Charlie Steiner comments on Thinking about reasoning models made me less worried about scheming

Charlie Steiner 21 Nov 2025 3:41 UTC
2 points
0
models can’t learn that much during current RL, which means their reasoning is somewhat closely tied to how a human would solve a problem
Should it be “their reasoning is closely tied to the reasoning the models learned in order to predict pretraining data, which might or might not have anything to do with how a human would do it.”?
Even if the model is producing tokens that a human would normally produce, the pattern of the tokens is only the “frosting,” the “cake” is the nonverbal reasoning that produces the tokens (which are not default human-like even when producing human-like tokens, e.g. see Anthropic’s recent study of the weird heuristics for addition in LLMs).
- Fabien Roger 21 Nov 2025 12:04 UTC
  2 points
  0
  Parent
  The thing I am trying to point at is what happens in the CoT-reasoning.

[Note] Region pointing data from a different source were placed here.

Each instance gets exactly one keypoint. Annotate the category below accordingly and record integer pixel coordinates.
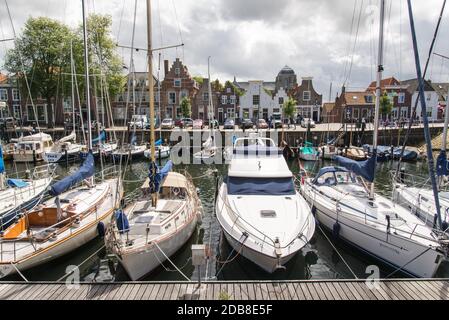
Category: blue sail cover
(158, 174)
(2, 164)
(85, 171)
(364, 169)
(122, 221)
(101, 137)
(442, 164)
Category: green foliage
(289, 107)
(42, 52)
(386, 106)
(186, 107)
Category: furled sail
(101, 137)
(85, 171)
(364, 169)
(158, 174)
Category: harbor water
(323, 258)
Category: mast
(427, 136)
(86, 72)
(380, 68)
(150, 81)
(73, 87)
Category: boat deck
(393, 289)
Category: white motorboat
(145, 234)
(65, 149)
(32, 148)
(263, 216)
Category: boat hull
(417, 260)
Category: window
(306, 95)
(17, 111)
(15, 94)
(172, 97)
(3, 95)
(256, 100)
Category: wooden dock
(397, 289)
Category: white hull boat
(262, 215)
(379, 227)
(155, 233)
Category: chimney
(165, 67)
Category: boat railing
(408, 234)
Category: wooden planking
(403, 289)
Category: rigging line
(179, 28)
(348, 49)
(413, 112)
(355, 42)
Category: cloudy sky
(331, 40)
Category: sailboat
(345, 203)
(262, 215)
(209, 148)
(66, 148)
(18, 195)
(148, 231)
(418, 196)
(79, 210)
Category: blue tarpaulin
(85, 171)
(442, 164)
(260, 186)
(364, 169)
(101, 137)
(17, 183)
(122, 221)
(2, 164)
(157, 175)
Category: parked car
(307, 121)
(277, 120)
(229, 124)
(198, 124)
(262, 124)
(186, 122)
(247, 124)
(167, 123)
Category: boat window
(260, 186)
(327, 179)
(144, 219)
(345, 177)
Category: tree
(385, 105)
(40, 54)
(186, 108)
(289, 108)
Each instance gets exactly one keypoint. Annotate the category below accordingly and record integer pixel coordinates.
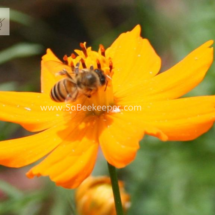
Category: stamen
(72, 66)
(98, 64)
(83, 63)
(110, 64)
(82, 45)
(102, 49)
(65, 59)
(73, 56)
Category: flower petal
(119, 138)
(72, 161)
(50, 66)
(133, 58)
(26, 109)
(180, 119)
(176, 81)
(23, 151)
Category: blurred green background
(166, 178)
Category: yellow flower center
(102, 99)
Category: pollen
(86, 59)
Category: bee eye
(101, 76)
(102, 79)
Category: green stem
(115, 187)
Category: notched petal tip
(136, 30)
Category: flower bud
(95, 197)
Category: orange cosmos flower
(70, 139)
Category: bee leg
(71, 97)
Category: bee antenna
(91, 68)
(98, 64)
(83, 63)
(76, 70)
(83, 47)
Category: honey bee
(82, 82)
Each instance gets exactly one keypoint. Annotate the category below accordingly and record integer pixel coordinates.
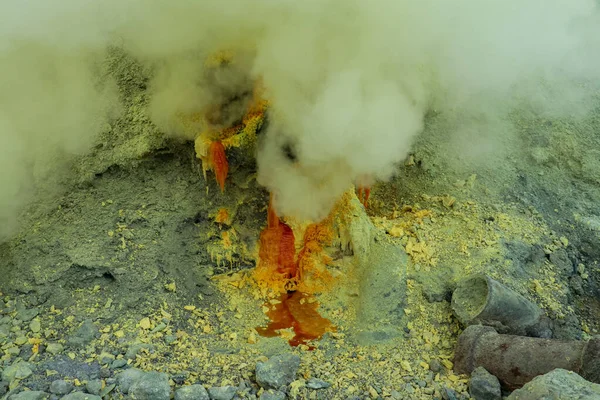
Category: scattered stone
(484, 386)
(135, 349)
(435, 366)
(120, 363)
(60, 386)
(84, 335)
(94, 386)
(560, 259)
(26, 351)
(27, 315)
(127, 378)
(314, 383)
(21, 340)
(193, 392)
(278, 371)
(19, 370)
(54, 348)
(272, 395)
(30, 395)
(4, 331)
(107, 389)
(81, 396)
(557, 384)
(222, 393)
(35, 326)
(170, 339)
(447, 394)
(151, 386)
(106, 358)
(65, 366)
(180, 378)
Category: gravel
(278, 371)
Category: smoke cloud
(349, 81)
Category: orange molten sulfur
(218, 161)
(296, 310)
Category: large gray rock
(84, 334)
(19, 370)
(279, 371)
(128, 378)
(192, 392)
(30, 395)
(558, 384)
(484, 386)
(60, 386)
(81, 396)
(222, 393)
(151, 386)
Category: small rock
(484, 386)
(84, 335)
(4, 331)
(94, 386)
(26, 351)
(151, 386)
(30, 395)
(448, 394)
(135, 349)
(557, 384)
(128, 378)
(279, 371)
(170, 339)
(180, 378)
(192, 392)
(81, 396)
(222, 393)
(54, 348)
(21, 340)
(35, 326)
(435, 366)
(60, 386)
(19, 370)
(314, 383)
(272, 395)
(560, 259)
(120, 363)
(27, 315)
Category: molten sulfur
(297, 311)
(218, 161)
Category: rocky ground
(121, 286)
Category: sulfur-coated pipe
(516, 360)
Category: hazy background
(350, 81)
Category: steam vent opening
(299, 200)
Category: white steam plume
(349, 80)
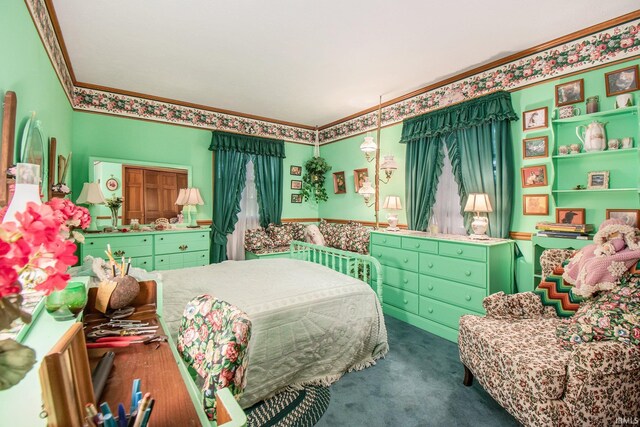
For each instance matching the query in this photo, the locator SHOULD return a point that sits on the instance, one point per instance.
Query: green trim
(226, 141)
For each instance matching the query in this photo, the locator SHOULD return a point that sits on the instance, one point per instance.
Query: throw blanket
(310, 324)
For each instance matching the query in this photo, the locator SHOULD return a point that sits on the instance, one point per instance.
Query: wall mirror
(149, 190)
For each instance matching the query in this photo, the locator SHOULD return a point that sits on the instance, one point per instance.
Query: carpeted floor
(419, 383)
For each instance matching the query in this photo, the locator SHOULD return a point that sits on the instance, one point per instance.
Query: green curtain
(269, 178)
(424, 165)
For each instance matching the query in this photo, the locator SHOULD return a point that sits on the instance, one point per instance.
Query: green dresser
(432, 280)
(154, 250)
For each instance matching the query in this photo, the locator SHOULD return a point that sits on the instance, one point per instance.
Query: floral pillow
(611, 316)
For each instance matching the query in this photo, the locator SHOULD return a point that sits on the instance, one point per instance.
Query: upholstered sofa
(274, 241)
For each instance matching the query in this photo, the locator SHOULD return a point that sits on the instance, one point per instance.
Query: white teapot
(593, 136)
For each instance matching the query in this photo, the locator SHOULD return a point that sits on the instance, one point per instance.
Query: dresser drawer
(452, 293)
(420, 245)
(397, 258)
(442, 313)
(385, 240)
(401, 279)
(181, 242)
(471, 272)
(457, 250)
(403, 300)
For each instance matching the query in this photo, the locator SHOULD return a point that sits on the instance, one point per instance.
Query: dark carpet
(419, 383)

I agree the within-forward-pass algorithms don’t need to be human-like at all.
  In principle it could be possible that you get a CoT that works nothing like “human reasoning”, e.g. because there is some structure in some codebases or in some procedurally generated reports common in pretraining that are useful for reasoning, but I am not aware of such examples and on priors that seems not that likely because that next was not “made to be useful reasoning” (while human-generated reasoning is).